Title :新しい癖
Author:ちきー
DATE:2007/07/18
Series:Death Note
Rating:G
Category:Romance,Drama,AU
Paring:L/Light
Warning:slash
Sequel:紡がれるもの
Disclaimer:
ここに登場しているキャラクターの著作権はすべて集英社及び、小畑、大場両先生にあります。作者は楽しみたいだけであり、著作権を侵害するものではありません。また、この作品で利益を得るものでもありません。
Note:
「紡がれるもの」の続きです。時間軸的には「紡がれるもの」と「加わるもの」の幕間の出来事になります。
Summary:
月が困るLの新しい癖とは?
Lに新しい癖が増えた。
唇を指で弄る癖だとか、足を椅子に乗り上げる座り方だとか、幼児性の抜けない癖を既に持つが、それも推理力向上に役立っているのだから一概に悪いとは言えない。
だが、新たに増えた癖と言うのは、その逆で明らかに推理力を減退させるものだった。やり始めると呆けて、しばし使い物にならない。
癖が現れ始めた当初は長く続かないだろうと踏んだのだが、あいつの性格通りと言うか、なんともしつこく、長期に渡ってこの癖は抜けていない。
それに、その癖から正気づかせるために、最後には殴る羽目になるのだが、いつもの「一回は一回」はなく、気持ちの悪いことに殴られて笑っている始末だ。

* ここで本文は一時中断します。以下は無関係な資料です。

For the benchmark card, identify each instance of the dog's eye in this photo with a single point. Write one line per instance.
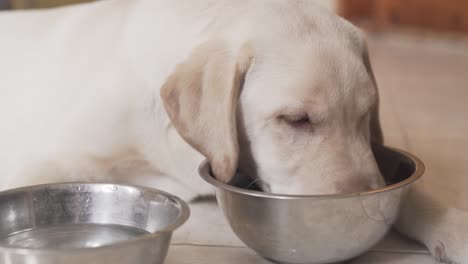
(297, 121)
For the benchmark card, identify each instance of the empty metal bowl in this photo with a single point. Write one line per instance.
(317, 229)
(97, 223)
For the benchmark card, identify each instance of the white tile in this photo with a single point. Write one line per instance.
(233, 255)
(394, 258)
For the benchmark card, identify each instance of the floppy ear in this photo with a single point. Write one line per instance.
(376, 130)
(201, 97)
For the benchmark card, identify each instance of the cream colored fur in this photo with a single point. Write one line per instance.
(135, 90)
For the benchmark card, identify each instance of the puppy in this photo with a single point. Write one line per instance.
(142, 91)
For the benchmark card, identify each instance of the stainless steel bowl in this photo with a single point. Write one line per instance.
(98, 223)
(317, 229)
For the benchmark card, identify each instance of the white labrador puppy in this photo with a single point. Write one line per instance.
(281, 90)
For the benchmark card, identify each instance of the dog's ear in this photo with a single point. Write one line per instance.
(201, 97)
(376, 130)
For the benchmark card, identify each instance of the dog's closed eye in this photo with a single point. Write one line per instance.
(298, 121)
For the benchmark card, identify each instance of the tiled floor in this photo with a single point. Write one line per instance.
(424, 90)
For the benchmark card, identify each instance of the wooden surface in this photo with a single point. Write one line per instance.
(439, 15)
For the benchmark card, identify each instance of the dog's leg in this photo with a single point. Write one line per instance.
(442, 229)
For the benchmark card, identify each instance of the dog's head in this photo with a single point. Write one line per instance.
(298, 113)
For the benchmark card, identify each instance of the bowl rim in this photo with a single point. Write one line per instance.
(204, 171)
(180, 220)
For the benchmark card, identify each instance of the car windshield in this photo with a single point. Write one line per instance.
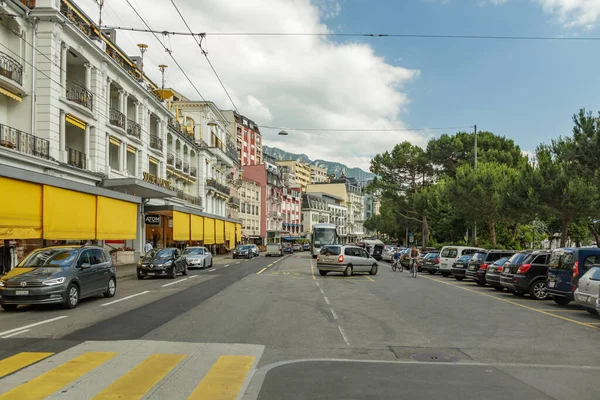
(193, 251)
(53, 257)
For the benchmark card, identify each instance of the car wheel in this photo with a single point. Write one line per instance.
(72, 296)
(561, 301)
(538, 290)
(111, 289)
(348, 270)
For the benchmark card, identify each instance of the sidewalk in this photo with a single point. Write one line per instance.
(126, 271)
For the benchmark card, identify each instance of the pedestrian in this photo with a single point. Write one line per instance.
(414, 256)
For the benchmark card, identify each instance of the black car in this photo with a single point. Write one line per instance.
(480, 262)
(527, 272)
(162, 262)
(492, 274)
(459, 268)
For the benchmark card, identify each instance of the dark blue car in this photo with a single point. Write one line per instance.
(566, 266)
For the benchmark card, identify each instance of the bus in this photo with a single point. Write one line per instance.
(322, 235)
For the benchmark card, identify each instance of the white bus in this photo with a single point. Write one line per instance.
(322, 235)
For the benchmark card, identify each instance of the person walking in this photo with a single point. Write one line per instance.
(414, 256)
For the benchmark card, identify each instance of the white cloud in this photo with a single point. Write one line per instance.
(300, 81)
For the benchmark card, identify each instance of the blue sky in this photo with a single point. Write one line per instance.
(525, 90)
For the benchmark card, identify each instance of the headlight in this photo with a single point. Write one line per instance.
(52, 282)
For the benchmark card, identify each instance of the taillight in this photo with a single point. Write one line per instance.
(523, 268)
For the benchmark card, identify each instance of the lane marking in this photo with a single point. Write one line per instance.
(515, 303)
(16, 333)
(59, 377)
(124, 298)
(224, 379)
(47, 321)
(344, 335)
(21, 360)
(135, 383)
(174, 282)
(333, 313)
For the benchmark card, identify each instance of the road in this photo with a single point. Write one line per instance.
(273, 328)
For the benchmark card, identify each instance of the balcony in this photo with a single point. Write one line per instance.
(76, 158)
(156, 142)
(117, 118)
(218, 186)
(11, 68)
(80, 95)
(134, 129)
(24, 142)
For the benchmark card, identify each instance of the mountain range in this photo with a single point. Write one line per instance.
(333, 168)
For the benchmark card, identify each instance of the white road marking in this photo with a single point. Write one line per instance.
(16, 333)
(344, 335)
(333, 313)
(124, 298)
(32, 325)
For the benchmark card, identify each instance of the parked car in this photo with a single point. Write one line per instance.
(59, 275)
(459, 268)
(274, 249)
(197, 257)
(566, 266)
(492, 274)
(449, 254)
(527, 272)
(587, 293)
(345, 258)
(162, 262)
(243, 251)
(480, 262)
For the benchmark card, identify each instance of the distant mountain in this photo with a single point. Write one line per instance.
(334, 168)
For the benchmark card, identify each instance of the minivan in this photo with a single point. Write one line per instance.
(566, 266)
(449, 254)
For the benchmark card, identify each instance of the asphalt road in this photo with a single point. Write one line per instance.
(275, 329)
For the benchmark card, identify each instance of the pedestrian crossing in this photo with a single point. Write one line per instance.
(128, 370)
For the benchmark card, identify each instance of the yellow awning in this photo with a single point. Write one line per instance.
(76, 122)
(20, 210)
(209, 231)
(116, 219)
(181, 226)
(69, 215)
(12, 95)
(197, 228)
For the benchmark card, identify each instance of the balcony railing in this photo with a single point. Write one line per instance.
(80, 95)
(11, 68)
(156, 142)
(134, 129)
(24, 142)
(117, 118)
(76, 158)
(219, 186)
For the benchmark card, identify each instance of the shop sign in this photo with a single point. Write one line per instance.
(150, 219)
(155, 180)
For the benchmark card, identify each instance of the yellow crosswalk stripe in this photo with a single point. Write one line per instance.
(224, 380)
(21, 360)
(135, 383)
(44, 385)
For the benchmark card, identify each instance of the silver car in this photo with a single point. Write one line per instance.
(197, 257)
(588, 291)
(345, 258)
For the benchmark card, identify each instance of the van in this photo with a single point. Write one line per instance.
(450, 254)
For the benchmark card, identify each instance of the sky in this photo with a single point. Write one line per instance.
(524, 90)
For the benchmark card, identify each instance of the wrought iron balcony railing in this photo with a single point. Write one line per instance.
(24, 142)
(11, 68)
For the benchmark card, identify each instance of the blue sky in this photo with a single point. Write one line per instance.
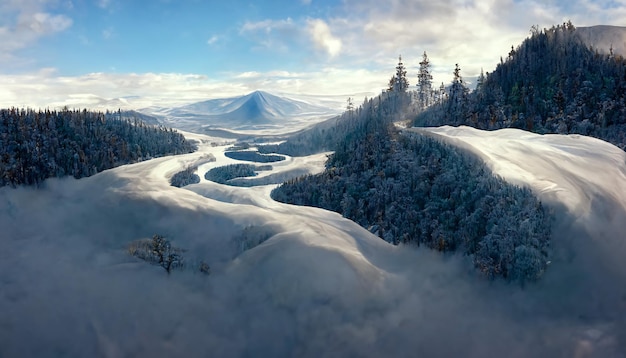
(164, 52)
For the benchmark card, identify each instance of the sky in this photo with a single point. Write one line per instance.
(132, 53)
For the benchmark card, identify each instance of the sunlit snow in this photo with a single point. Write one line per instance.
(316, 284)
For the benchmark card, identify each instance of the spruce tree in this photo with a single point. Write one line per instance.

更にまずいことに、その癖は僕にまで影響を及ぼす。きっかけを作ったのは僕だとは言え、彼の癖にはだいぶ、いや、かなり困っている。
「おい!もういい加減にしたらどうだ!」
端末の前に座り込み、呆けているLを見下ろして怒鳴りつけた。端末の表示はさっきから一向に変えられていない。
「放っておいて下さい」
見上げて来るLの顔は柔らかかった。家族にしか分からない程度の表情の変化だが、この顔は喜んでいるとか、嬉しいだとか、幸せだとか、そう言ったプラスの部類に入るものだ。
「いつまでそうしてる気だ?」
腰に手を当ててLを見下ろす僕の手を取り、指に口付けられた。正確には僕の左の薬指に嵌められた指輪に。
「月君…」
「何?」
「月君は私の夫なんですよね」
「呆けるには、まだ早くないか?」
「そして、私も月君の夫」
僕の手を握ったまま、幸せですと呟くLが恥ずかしくて、思わず殴っていた。けど、その反撃は蹴りではなくて。ぎゅうと腕ごと抱き込まれてしまっては拳も出せない。仕方がないから、こつりと頭をぶつけてやった。
「いい加減に慣れろよ」
「早く慣れてしまっては、勿体無いじゃないですか」
「…腑抜けた探偵にプロポーズした訳じゃないんだぞ。指輪、返して貰おうかな」
「それは嫌ですねぇ」
Lのその声も幸福感で彩られていた。
遡ると、先日、僕はLにプロポーズした。Lだけが僕にプロポーズするのはずるい。Lが関係を形にすることに反対でないのなら、僕もきちんと愛する人に縛られて欲しいと伝えたかった。
言葉と共に指輪をLに突き出すと、ひどく驚いた顔をしていた。そして、その衝撃が去ると、Lは幸せそうに笑った。
あの時の僕と同じく、指輪を嵌めて欲しいと言われたので、少し震える指で僕はLの左の薬指に嵌めた。
それ以来、Lに癖が増えた。推理する時でも、甘味を摂取する時でも、無意識に指輪を弄る癖。当初は、Lがそうしているのを見るとくすぐったかった。
けれど、それがこうも長く続くと、なんだか気恥ずかしくなってしまうのだ。
こんなにもLが喜ぶと思わなかった。こんなにもLの顔が緩むほど、僕が彼に幸せを与えられている。
跳ね返った彼の幸福に酔ってしまう自分に気づき、恥ずかしくて困ってしまうから、本当に早く慣れて欲しいと思う。